Otto Behrens otto at finworks.biz
Sun Jan 5 23:54:26 PST 2014


Thank you everyone for your comments.

I agree with Martin's comments and Stef's most recent one. Some of the
messages may not have reached the other lists as this was actually
posted to glass and pharo.

Is this the right conclusion of what we're going to do now?

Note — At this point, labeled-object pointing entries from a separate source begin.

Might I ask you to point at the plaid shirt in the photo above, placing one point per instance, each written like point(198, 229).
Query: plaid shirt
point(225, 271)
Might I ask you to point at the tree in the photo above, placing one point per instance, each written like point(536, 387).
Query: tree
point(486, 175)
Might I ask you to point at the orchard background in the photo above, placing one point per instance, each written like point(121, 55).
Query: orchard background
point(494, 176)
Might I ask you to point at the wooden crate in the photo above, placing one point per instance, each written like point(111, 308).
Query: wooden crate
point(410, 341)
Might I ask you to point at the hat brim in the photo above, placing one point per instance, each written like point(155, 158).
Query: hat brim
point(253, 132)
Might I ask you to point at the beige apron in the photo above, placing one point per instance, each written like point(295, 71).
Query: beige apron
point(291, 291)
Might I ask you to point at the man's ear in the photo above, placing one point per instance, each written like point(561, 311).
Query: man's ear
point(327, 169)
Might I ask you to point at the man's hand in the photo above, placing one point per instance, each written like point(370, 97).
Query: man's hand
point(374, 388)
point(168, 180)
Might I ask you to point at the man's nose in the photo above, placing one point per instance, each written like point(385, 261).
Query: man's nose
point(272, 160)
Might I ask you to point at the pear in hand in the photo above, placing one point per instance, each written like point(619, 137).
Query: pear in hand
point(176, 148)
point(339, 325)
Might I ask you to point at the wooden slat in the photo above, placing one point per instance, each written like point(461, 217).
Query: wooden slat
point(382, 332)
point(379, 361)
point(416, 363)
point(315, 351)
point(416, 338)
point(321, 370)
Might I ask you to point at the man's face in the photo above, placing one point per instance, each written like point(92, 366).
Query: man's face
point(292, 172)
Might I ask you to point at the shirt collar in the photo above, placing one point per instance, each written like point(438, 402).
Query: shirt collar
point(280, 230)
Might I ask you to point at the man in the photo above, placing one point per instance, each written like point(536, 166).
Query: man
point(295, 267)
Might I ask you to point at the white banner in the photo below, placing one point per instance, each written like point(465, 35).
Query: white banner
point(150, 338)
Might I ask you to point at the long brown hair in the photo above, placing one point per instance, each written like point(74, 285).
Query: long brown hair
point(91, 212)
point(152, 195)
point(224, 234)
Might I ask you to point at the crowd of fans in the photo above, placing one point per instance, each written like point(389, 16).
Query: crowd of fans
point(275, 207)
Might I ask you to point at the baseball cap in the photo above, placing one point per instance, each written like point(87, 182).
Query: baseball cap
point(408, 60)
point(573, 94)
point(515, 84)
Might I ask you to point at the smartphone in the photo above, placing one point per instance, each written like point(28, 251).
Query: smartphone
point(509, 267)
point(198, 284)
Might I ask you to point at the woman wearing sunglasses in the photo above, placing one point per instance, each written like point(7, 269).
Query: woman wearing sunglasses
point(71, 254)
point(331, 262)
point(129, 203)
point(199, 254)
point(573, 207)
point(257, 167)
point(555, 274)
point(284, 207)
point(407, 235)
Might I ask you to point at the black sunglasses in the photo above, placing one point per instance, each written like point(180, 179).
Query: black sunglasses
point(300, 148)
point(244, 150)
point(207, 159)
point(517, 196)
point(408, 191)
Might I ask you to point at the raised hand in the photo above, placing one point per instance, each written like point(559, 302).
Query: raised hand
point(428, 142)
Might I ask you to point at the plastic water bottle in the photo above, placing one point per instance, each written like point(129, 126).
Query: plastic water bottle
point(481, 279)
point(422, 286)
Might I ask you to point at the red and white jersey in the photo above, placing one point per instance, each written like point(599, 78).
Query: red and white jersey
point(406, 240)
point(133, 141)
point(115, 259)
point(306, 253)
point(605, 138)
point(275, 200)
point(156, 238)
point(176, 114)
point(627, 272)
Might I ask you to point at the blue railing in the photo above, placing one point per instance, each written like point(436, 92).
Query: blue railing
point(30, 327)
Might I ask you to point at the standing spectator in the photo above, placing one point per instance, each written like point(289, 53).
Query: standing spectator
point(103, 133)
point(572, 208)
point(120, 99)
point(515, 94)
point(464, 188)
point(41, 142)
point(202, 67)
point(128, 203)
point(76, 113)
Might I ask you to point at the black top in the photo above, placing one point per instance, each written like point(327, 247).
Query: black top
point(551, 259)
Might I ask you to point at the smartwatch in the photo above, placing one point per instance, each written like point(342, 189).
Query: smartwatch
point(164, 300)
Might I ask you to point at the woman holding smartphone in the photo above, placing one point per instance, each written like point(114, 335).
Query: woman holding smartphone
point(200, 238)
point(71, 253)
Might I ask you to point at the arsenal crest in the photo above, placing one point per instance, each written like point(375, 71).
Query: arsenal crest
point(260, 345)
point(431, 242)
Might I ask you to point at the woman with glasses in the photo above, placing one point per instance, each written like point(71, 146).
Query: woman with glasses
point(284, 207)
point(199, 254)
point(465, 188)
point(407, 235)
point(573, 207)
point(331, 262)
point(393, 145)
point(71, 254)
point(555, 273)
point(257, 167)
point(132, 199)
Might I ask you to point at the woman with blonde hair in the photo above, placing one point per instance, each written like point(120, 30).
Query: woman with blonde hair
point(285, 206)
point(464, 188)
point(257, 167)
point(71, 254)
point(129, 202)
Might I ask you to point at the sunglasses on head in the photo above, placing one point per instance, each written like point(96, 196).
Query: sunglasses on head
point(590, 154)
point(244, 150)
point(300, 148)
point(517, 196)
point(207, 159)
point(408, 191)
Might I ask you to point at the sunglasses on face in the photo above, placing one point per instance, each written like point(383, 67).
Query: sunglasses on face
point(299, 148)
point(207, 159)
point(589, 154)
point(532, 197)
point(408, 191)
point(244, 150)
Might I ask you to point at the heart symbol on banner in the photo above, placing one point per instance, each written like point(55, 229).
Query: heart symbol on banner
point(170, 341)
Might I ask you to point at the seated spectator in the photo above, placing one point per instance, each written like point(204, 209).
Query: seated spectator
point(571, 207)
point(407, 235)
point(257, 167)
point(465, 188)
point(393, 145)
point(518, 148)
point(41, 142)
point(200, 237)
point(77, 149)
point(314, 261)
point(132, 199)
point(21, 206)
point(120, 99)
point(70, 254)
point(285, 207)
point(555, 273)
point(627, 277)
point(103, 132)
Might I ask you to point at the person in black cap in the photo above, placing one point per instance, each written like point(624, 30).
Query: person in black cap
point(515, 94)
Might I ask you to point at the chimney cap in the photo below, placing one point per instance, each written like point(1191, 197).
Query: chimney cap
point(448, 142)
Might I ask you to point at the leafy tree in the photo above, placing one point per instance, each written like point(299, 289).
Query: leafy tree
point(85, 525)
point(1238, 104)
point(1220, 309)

- On Pharo and GemStone, we will remove the asString behaviour from
Object. Perhaps this is just an item on the list to deprecate and
gradually remove. Practically, a lot of people would not be using
asString in the best way, right?
- Subclasses that implement asString inappropriately (i.e. non
CharacterCollection like things)
- printString and asString will then become independent, mostly
(especially on Object)
- printString would generally be used to display a 'debugging' view of
an object, to be used for example in the inspector.

This brings back a question regarding displayString, or something
similar. It seems as if many people need something like this.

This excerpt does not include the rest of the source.